Director: Mario Bava
Cast: Giacomo Rossi Stuart, Erika Blanc, Piero Lulli, Fabienne Dali
Have I Seen It Before: Never. Had it not been name-dropped by Lydia Deetz (Winona Ryder) in this year’s Beetlejuice Beetlejuice (2024), I might not have ever come to it.
Did I Like It: I want to like Italian horror. I really, really do. Can you help me like it? I would really like some help.
This particular film is well-loved (hence the recommendation from the spooky girl to end all spooky girls), but I just don’t get it. I think the problems are two-fold, and only partially my fault.
For one, I think there’s a tendency in Italian horror to favor mood setting over any kind of actual tension, fear, or even terror. There’s plenty of that mood-setting on display here, but it leaves the entire movie feeling like a Halloween party I am begrudgingly attending as opposed to a scary movie. It actually serves to clarify my somewhat paradoxical feelings on Halloween at large. I love a good scary movie, but I’ve had my fill of costume parties.

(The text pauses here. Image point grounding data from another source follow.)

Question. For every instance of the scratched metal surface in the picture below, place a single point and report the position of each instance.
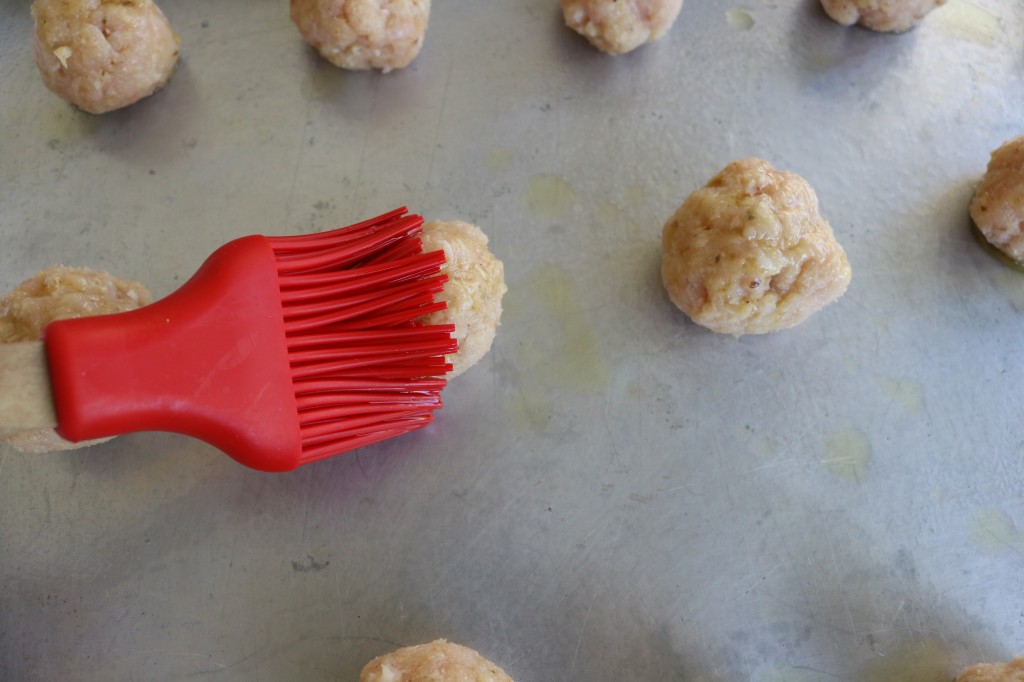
(613, 493)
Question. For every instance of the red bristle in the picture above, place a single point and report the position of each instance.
(358, 397)
(332, 339)
(309, 286)
(324, 421)
(363, 371)
(411, 299)
(385, 363)
(357, 299)
(345, 253)
(422, 370)
(324, 451)
(323, 431)
(310, 387)
(370, 350)
(403, 249)
(285, 242)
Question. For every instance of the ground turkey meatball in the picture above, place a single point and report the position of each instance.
(887, 15)
(473, 292)
(364, 34)
(58, 293)
(997, 209)
(436, 662)
(749, 253)
(617, 27)
(1011, 672)
(102, 54)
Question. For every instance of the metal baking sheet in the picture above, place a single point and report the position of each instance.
(613, 493)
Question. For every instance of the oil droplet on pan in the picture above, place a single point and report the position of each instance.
(966, 20)
(927, 661)
(500, 160)
(994, 533)
(740, 18)
(847, 454)
(549, 197)
(907, 392)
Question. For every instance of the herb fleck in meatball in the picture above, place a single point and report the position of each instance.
(102, 54)
(473, 292)
(616, 27)
(749, 253)
(886, 15)
(59, 293)
(1011, 672)
(364, 34)
(436, 662)
(997, 208)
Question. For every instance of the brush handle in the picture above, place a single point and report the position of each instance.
(26, 400)
(209, 360)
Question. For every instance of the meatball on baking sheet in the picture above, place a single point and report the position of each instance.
(612, 492)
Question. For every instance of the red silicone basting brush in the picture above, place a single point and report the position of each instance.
(280, 350)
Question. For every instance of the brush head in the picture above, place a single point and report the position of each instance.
(279, 350)
(363, 370)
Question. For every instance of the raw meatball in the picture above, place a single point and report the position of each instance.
(749, 253)
(58, 293)
(887, 15)
(1011, 672)
(617, 28)
(436, 662)
(473, 292)
(997, 208)
(103, 54)
(364, 34)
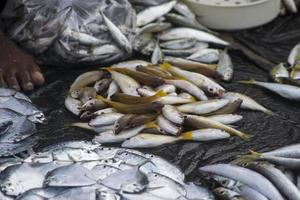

Secondly, whatever moments of dread for which the film earnestly reaches feels like it has been aped to death by other, later (and themselves, generally underwhelming) American horror films. The 19th century setting? Check. The long dead child haunting characters unable to see more than two feet in front of them? Check. The occasional interruptions by disembodied child laughter? Double check. Hell, American films were already putting that one to barely tolerated use in Robert Wise’s The Haunting (1963), so now I’m left sitting here wondering if the Americans stole from the Italians, or if it was the other way around. Either way, it’s pretty clear that I’ve been long since ruined for whatever charms the film might have had to offer.